The stairway was narrow and winding. There was no banister, and he clung close to the wall as he ascended. He saw that the first seven steps from the bottom had been scrubbed clean but in the dust above the seventh step he saw again the two winding trails. Upon the third step from the top they converged, and vanished.

He entered the first door to his right and found himself in a spacious bedroom, lavishly furnished. He crossed immediately to the carven poster bed and pulled aside the curtains. The bed was neatly made, and he saw a slip of paper pinned to the smoothed pillow. Upon it was written hastily in a woman’s handwriting,
Denver, 1909
. Upon the reverse side, neatly written in ink in another handwriting, was an algebraic equation.

He left this room quietly and stopped short just outside the door to listen to a sound that came from behind a black doorway across the hall.

It was the deep voice of a man chanting in a strange and unfamiliar tongue. It rose and fell in a monotonous cadence like a Buddhist hymn, yet over and over recurred the word
Ragnarok
. The word seemed vaguely familiar, and the voice sounded like his own voice, but muffled by many things.

With bowed head he stood until the voice died away into a blue trembling silence and twilight crept into the hallway with the stealth of a practiced thief.

Then as though awakening, he walked along the now-silent hallway until he came to the third and last door and he saw that they had printed his name upon the upper panel in tiny letters of gold. Perhaps radium had been mixed with the gold for the letters glowed in the hallway’s dimness.

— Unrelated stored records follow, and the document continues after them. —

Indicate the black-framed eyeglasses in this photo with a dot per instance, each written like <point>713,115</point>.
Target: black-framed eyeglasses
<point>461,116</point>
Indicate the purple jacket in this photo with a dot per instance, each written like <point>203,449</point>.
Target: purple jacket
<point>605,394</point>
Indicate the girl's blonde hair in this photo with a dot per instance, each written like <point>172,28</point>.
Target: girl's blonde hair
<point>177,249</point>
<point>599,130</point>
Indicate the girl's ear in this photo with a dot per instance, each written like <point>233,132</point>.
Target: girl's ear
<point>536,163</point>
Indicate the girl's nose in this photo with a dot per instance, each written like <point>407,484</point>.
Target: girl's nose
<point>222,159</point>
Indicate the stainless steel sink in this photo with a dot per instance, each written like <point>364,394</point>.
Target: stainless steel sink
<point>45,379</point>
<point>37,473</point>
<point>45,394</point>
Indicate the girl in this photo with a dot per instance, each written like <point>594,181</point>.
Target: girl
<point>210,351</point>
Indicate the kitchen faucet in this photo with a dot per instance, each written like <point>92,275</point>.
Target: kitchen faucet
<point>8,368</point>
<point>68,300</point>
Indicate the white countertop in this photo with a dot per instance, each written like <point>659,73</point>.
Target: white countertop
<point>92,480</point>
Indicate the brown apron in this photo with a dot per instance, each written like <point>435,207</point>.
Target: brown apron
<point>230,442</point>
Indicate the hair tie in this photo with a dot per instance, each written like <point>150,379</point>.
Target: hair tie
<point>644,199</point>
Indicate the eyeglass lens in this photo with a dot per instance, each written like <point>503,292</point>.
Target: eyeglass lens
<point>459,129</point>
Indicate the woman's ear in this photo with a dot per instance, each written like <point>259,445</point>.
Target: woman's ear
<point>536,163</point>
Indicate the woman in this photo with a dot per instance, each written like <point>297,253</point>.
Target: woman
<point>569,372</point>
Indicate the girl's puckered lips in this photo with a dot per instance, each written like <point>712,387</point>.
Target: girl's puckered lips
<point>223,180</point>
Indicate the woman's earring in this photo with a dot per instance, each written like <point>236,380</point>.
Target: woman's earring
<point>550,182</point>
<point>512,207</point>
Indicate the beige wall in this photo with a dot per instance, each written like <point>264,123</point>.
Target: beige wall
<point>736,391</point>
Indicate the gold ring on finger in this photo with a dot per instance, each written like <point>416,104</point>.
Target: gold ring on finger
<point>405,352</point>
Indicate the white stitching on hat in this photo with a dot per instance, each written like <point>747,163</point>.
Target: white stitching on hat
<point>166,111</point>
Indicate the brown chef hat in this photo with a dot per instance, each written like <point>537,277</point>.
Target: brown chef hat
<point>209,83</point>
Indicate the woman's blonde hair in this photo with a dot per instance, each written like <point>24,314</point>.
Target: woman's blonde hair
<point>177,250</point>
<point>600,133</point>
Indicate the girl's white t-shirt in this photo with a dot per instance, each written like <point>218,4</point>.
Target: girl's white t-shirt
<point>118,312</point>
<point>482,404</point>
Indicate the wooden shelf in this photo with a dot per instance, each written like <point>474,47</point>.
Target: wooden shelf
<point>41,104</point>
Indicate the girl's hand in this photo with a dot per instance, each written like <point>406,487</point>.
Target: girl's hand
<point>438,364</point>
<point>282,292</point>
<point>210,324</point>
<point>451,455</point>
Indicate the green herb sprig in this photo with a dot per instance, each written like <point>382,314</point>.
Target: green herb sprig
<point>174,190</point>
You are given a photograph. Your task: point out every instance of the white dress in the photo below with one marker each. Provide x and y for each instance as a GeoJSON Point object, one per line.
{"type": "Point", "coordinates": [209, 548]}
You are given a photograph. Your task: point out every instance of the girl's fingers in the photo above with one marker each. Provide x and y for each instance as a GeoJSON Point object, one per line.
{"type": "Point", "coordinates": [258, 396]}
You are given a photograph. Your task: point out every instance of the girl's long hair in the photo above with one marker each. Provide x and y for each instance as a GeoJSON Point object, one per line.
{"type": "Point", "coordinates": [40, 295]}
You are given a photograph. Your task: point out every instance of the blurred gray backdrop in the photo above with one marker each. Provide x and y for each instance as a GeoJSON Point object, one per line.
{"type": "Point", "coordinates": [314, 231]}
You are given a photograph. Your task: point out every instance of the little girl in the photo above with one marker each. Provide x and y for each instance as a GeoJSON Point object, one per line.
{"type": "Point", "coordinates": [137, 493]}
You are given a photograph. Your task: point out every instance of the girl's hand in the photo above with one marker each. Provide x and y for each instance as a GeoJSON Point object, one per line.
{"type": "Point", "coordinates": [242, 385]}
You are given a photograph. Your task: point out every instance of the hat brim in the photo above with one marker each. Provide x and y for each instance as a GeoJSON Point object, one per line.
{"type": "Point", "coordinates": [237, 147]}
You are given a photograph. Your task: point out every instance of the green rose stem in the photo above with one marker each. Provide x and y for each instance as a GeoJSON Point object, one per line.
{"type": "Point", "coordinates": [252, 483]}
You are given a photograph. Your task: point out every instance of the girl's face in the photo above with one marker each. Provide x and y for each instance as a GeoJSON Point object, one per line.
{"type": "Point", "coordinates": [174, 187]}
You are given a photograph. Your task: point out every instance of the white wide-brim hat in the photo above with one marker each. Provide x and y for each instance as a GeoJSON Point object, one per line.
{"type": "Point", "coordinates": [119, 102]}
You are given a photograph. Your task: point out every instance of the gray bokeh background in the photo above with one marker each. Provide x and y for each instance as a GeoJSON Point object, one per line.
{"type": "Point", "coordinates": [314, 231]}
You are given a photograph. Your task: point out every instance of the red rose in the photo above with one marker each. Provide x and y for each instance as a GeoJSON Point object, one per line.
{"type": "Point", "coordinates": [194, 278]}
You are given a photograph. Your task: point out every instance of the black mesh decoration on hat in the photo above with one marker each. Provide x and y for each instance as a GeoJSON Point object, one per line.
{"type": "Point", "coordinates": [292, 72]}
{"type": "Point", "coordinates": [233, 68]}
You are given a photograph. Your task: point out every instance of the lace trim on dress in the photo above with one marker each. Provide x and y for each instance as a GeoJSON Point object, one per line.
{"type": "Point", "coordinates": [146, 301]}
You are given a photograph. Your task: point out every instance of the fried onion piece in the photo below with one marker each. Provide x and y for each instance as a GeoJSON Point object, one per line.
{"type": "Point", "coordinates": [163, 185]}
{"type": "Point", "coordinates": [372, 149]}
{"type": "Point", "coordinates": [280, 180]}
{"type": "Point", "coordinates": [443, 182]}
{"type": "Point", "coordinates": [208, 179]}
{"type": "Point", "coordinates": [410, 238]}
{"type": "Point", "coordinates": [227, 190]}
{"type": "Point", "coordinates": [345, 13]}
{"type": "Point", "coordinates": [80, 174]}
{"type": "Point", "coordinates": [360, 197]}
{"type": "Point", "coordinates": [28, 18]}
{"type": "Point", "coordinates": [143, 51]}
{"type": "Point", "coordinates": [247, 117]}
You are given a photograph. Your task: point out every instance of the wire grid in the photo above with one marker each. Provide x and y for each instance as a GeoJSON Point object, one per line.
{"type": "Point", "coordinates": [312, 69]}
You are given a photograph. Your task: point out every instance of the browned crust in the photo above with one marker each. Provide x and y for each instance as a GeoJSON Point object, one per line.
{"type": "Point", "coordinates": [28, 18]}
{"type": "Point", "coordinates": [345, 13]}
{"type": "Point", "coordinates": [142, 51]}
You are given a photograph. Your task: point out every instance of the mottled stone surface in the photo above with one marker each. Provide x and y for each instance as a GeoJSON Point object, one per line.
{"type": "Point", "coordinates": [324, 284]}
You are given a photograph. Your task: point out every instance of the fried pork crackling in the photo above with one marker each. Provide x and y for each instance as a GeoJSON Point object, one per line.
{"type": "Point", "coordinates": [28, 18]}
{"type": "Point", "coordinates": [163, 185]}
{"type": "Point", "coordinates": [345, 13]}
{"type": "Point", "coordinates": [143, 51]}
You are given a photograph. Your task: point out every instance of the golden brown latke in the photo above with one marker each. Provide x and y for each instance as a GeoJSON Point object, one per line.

He stood for a long moment with his hand upon the knob, and then at last he entered and closed the door behind him. He heard the click of the latch and knew that it would never open again, yet he felt no fear.

The darkness was a black tangible thing that sprang back from him when he struck a match. He saw then that the room was a counterpart of the east bedroom of his father’s house near Wilmington, the room in which he had been born. He knew, now, just where to look for candles. There were two in the drawer, and the stump of a third, and he knew that, burned one at a time, they would last for almost ten hours. He lighted the first and stood it in the brass bracket on the wall, from whence it cast dancing shadows from each chair, from the bed, and from the small waiting cradle that stood beside the bed.

Upon the table beside his mother’s sewing basket lay the March 1887 issue of
Harper’s
, and he took up the magazine and glanced idly through its pages.

At length he dropped it to the floor and thought tenderly of his wife who had died many years ago, and a faint smile trembled upon his lips as he remembered a dozen little incidents of the years of days and nights they had spent together. He thought, too, of many other things.

It was not until the ninth hour when but half an inch of candle remained and darkness began to gather in the farther corners of the room and to creep closer, that he screamed, and beat and clawed at the door until his hands were a raw and bloody pulp.